I am attempting to make a battery powered alarm clock with an Arduino, and I would appreciate some help on the circuitry part. I am very inexperienced with electrical engineering.
I am using a voltage divider in parallel with the rest of my circuit so that I can feed it into a pin on an Arduino and read the battery life. I am using a two 100k resistors to lower my 4.5v power source to 2.25v (the maximum input voltage for a analog pin on an Arduino mini 3.3v is 3.3v). The three AAAs ran out of battery much quicker than expected, and I figured it might have something to do with the voltage divider. Is power constantly flowing through the voltage divider, even when I'm not reading any data from the pin? If so, does this reduce battery life?

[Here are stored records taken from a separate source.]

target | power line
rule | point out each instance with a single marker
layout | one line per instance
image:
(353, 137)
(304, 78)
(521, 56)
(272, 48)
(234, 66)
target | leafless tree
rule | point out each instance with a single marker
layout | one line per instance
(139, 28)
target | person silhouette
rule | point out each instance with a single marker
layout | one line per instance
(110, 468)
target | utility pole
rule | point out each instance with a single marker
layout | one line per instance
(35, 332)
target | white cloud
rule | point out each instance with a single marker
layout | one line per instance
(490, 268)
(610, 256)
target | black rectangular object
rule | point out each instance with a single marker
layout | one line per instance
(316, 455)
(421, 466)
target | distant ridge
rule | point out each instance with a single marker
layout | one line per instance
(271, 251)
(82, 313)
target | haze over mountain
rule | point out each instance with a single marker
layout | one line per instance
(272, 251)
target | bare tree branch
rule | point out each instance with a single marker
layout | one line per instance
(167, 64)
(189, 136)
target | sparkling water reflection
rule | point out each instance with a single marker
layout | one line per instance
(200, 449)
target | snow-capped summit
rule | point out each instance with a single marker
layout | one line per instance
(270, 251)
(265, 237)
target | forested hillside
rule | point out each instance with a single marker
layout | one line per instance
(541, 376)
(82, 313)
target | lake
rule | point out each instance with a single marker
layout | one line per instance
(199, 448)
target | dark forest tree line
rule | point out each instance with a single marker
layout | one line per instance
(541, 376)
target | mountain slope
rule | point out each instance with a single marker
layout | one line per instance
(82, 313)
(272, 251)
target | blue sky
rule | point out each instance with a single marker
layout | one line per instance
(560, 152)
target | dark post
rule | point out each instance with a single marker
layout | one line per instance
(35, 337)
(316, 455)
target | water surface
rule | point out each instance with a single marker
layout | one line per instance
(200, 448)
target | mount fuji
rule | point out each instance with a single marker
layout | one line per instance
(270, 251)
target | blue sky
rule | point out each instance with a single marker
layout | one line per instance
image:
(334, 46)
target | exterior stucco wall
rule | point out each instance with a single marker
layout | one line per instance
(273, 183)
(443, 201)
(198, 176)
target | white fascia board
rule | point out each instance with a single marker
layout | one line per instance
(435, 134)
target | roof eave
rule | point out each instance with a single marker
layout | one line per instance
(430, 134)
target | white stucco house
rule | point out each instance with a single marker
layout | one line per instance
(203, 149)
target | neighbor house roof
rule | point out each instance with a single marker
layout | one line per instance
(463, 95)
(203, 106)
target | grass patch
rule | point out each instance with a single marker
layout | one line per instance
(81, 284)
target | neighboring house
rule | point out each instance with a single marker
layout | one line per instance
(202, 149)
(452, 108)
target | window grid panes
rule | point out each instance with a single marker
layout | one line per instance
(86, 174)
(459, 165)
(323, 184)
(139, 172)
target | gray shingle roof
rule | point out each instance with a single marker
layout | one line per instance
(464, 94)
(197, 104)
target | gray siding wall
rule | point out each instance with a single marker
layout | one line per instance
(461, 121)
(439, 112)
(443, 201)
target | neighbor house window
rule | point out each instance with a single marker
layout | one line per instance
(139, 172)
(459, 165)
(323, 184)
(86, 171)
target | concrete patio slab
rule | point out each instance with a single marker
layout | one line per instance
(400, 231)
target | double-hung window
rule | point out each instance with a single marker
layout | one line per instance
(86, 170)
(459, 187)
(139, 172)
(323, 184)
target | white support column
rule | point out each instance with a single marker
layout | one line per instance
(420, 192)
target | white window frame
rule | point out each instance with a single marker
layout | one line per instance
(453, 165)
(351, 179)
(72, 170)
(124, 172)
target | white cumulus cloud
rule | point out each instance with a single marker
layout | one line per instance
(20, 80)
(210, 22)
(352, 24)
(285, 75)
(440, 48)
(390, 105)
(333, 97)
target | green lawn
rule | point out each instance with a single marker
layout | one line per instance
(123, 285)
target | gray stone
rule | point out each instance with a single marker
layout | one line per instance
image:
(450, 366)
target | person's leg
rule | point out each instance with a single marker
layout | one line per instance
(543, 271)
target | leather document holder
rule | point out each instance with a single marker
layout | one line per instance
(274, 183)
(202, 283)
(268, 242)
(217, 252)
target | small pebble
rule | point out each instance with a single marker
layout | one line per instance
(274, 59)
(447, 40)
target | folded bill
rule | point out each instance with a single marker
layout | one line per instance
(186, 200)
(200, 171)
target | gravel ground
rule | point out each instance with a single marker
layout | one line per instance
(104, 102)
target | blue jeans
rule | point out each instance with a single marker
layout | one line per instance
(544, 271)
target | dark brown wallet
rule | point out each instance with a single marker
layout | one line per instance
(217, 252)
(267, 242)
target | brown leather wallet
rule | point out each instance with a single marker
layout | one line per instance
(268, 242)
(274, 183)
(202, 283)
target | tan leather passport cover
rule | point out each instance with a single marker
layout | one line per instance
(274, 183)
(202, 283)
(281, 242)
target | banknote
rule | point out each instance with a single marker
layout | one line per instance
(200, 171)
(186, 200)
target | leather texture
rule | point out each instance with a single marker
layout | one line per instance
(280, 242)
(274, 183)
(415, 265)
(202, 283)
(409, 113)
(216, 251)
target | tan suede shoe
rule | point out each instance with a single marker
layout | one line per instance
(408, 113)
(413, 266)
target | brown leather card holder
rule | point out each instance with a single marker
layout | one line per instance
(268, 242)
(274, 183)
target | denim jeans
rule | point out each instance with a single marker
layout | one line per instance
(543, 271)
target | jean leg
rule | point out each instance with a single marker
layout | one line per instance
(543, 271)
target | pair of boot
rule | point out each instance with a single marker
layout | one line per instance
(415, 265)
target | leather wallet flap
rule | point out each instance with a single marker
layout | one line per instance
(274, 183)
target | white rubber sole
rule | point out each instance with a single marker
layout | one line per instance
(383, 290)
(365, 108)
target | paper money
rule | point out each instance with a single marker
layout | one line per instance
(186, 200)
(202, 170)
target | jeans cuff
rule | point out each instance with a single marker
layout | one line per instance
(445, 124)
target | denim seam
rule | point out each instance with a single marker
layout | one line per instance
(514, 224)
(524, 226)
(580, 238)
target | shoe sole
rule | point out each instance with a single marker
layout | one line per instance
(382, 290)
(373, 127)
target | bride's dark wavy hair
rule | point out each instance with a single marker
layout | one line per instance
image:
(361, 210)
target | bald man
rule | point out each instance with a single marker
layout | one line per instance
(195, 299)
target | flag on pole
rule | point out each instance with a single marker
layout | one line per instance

Side question: I noticed the voltage divider was very inconsistent, is there a better way to lower the voltage going into the Arduino's analog pin?
Answer
Voltage divider indeed will drain your battery as long as it is powered. It is common to enable the divider just for reading the value and turn it off again. Here is an example of this approach used in Nordic Thingy (Page 65) :
With signal BAT_MON_EN
you turn on/off the divider using the transistors and measure the divider value in signal BATTERY
.
In your case, having 4.5V in a 200K resistors divider gives you a consumption of 22.5uA. The capacity of a AAA battery is ~1000mAh, so you have a total capacity of 3000mAh. Using digikey battery life calculator gives you an expected life of ~ 94000 hours, or ~4000 days (10 years). Just for the divider.
It could seem like it is a low consumption, but if you are building low-power devices, the average consumption of the whole system could be less than the divider consumption, in tens of uA or even nA.